Emma Hart’s multidisciplinary practice includes sculpture, video, photography and performance. Her recent ceramic pieces possess an unruly aesthetic and are often autobiographical.
Fork Face (2017) is a vivid yellow satellite dish, one of ten which were displayed at Frieze London 2017 in a presentation titled Commercial Breakz. Here, the plethora of satellite dishes were mounted to a wall, much like an arrangement sometimes found on the exterior of a block of flats. Each dish is individually decorated, representing Hart’s ongoing investigation into pattern, from visual design to our own ruminative behaviours. For Fork Face, the artist portrays herself surrounded by protruding forks. She is simultaneously being propped up, and prodded, suggestive of the everyday stresses and discomforts of the human experience.
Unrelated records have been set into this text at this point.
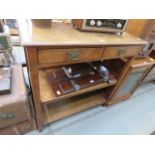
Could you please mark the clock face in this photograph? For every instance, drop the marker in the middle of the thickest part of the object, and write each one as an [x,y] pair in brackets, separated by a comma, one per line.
[107,23]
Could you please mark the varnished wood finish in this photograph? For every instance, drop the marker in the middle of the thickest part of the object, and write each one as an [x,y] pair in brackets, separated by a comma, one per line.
[123,51]
[66,35]
[59,110]
[47,95]
[138,65]
[31,55]
[60,56]
[139,27]
[49,47]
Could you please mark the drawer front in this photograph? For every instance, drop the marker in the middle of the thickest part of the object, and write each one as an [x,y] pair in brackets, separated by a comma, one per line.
[62,56]
[115,52]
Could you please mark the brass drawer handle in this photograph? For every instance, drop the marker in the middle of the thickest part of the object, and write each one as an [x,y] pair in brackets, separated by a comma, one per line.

This piece is part of a body of work by Emma Hart, which is a continuation of some of the themes explored in Mamma Mia!, her solo exhibition at The Whitechapel Gallery in 2017. Mamma Mia! was the result of her research and time spent in Italy after she won the Max Mara Art Prize for Women. Hart spent two months in Milan, observing families attending therapy sessions at the Scuola Mara Selvini Palazzoli, in which therapists explore the cycles of behaviour within family groups. The second part of the residency was spent in Faenza, where the artist learnt many of the skills synonymous with the ceramic traditions of the city. Both aspects of the Max Mara residency culminated in creating Mamma Mia!, an installation that explored pattern, from visual patterns to patterns of psychological behaviour. The work also considered the design and rupture of pattern and the ruminations in between.